L'aggressore si rivelò straordinariamente tenace e resistente; Rashid lo capì subito e subito si capì anche il suo compiacimento nel trovarsi di fronte un degno avversario.
Mentre Harith e sir Richard si prodigavano per soccorrere il ferito, Rashid e Jazid si misuravano in una lotta senza quartiere.
Gli avventori tutti abbandonarono immediatamente scacchi e carte da gioco per seguire le fasi della lotta che si svelò subito inattesa quanto entusiasmante.
Anche l'oste e i suoi inservienti avevano abbandonato il posto di lavoro, un po' per mettere al riparo piatti e suppellettili e un po' per non perdersi quello spettacolo di forza e abilità, di colpi inconsueti e    rari e  mosse segrete, che atterravano ora l'uno ora l'altro dei lottatori.
Solo sir Richard pareva indifferente, intento com'era a fasciare la mano del malcapitato; anche Harith si era fermato a guardare in azione il suo rais.
"Basta giocare, Rashid.  - dopo un po', però lo sollecitò - Andiamo via."
"Sì! Andiamo - fece eco anche il lord - Questo brav'uomo può darci una mano... oh.oh.oh... " rise, guardando la mano fasciata del malcapitato.
Intorno ai due lottatori, intanto, all'interesse aveva fatto seguito  l'entusiasmo, ma, salvo qualche rara eccezione, parevano tutti sostenitori di Jazid. E ciò, non senza motivo: a quelle latitudini il carattere della gente si forgiava con la lotta al mare e Jazid era figlio del mare ed era naturale schierarsi con lui.
"Forza, marinaio!" lo incitavano.
In fondo allo stanzone, però, qualcuno seguiva la lotta in silenzio.
"Lo conosco... Io, quello lo conosco!" diceva l'uno e l'altro, colpendolo con un calcio negli stinchi:
"Bravo asino! - lo rimbeccava - Si capisce subito che quel marinaio è un pirata..."
"Ma io non parlavo di lui... - il tono sempre più eccitato dell'altro - io parlo dell'altro... Sai chi è l'avversario di Jazid?"
"E perché dovrei conoscere quel beduino?"
"Perché quel beduino è Rashid... il rais dei Kinda!"
L'altro strabuzzò gli occhi.
"Ne sei sicuro?... Come sai che è lui?"
"Perché ero con la carovana di Ibrahim e non dimenticherò mai quella faccia né il suo grido d'attacco e poi... - una pausa per schiarirsi la gola - non hai sentito il compagno chiamarlo Rashid?"
"Per la Barba del Profeta!...  E' vero! Lo ha chiamato proprio con quel nome... Guarda... guarda come tiene in scacco quel satanasso di Jazid... Si diverte con lui come fa il gatto col topo..."

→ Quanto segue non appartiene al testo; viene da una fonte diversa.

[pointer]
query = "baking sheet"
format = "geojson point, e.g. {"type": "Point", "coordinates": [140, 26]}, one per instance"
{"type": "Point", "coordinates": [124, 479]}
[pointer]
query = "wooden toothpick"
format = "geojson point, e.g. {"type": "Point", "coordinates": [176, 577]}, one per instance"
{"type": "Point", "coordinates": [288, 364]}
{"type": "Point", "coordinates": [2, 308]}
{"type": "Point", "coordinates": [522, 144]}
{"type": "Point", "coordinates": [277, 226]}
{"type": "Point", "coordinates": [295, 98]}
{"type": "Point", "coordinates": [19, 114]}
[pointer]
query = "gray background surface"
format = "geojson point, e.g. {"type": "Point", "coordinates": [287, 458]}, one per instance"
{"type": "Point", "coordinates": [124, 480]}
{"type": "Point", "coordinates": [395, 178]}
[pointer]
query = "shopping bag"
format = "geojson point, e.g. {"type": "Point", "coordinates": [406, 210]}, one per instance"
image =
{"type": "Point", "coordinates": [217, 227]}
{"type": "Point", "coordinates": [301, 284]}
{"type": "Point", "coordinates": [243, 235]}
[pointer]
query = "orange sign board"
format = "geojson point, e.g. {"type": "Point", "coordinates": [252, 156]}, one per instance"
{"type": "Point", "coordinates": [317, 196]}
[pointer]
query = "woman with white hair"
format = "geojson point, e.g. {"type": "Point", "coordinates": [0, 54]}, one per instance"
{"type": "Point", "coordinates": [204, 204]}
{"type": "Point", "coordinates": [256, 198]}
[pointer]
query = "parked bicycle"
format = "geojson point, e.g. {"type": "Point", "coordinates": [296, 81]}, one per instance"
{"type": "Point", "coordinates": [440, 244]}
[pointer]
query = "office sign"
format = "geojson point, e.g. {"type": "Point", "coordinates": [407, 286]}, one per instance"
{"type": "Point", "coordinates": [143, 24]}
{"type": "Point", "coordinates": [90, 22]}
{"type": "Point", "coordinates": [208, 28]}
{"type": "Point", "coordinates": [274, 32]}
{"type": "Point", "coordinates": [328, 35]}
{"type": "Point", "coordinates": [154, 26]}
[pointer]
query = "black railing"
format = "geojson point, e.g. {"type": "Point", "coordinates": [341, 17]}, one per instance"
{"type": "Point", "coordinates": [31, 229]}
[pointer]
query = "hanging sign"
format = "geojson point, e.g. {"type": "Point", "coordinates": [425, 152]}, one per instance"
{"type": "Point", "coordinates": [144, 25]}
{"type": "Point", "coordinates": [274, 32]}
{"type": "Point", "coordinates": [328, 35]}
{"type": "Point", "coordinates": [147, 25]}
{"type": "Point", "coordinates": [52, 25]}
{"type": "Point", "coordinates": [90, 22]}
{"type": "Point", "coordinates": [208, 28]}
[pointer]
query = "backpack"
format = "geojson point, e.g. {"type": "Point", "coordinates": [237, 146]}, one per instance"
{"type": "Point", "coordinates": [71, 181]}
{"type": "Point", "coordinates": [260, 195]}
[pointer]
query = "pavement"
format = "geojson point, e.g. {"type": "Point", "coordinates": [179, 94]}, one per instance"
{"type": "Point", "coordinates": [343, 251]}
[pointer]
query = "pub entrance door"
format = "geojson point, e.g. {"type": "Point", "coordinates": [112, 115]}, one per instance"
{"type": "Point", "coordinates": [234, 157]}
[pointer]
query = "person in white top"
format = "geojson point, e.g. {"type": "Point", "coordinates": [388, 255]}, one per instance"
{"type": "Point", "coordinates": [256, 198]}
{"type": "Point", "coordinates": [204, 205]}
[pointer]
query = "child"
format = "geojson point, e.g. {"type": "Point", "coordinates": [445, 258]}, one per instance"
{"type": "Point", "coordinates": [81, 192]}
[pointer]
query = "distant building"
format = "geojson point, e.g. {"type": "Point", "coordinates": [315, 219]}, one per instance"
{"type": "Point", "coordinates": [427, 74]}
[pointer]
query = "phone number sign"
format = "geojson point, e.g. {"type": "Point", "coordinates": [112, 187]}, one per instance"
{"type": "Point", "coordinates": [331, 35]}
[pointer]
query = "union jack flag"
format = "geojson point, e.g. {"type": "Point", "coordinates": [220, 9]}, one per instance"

Tra lo stupore generale, Rashid con un colpo di jatagan aveva mandato l'arma dell'avversario a conficcarsi contro il muro poi con l'altro braccio lo aveva sollevato di peso e immobilizzato contro la superficie del tavolo; sempre in quella posizione, rinfoderata la micidiale arma, lo stava apostrofando:
"Dovrei inchiodarti qui senza pietà come hai fatto con quell'uomo, ma ti lascio andare." e gli diede le spalle per seguire i compagni che, insieme al ferito, stavano lasciando la locanda.
"Aspetta... chiunque tu sia! - la voce di Jazid lo raggiunse alle spalle; Rashid si girò con la repentinità del fulmine - Ho qualcosa da proporti!"
"Lascialo stare, straniero. - l'uomo dalla mano trafitta si fermò e si girò - So che cosa vuole proporti. Non lasciarti convincere e seguici." disse.
Anche sir Richard si fermò; anch'egli lo invitò a seguirli.
"Vieni, Rashid. Ti dirò io chi è Jazid il Marinaio." disse.
Rashid tornò a dare le spalle all'avversario.
"Mi farai un'altra volta le tue proposte, marinaio.  - disse - Semmai ci incontreremo ancora."
"Mi ritroverai qui.- rispose quello - Mi chiamo Jazid il Marinaio... e... Per la Barba del Profeta... non sono mai stato atterrato con tanto onore!"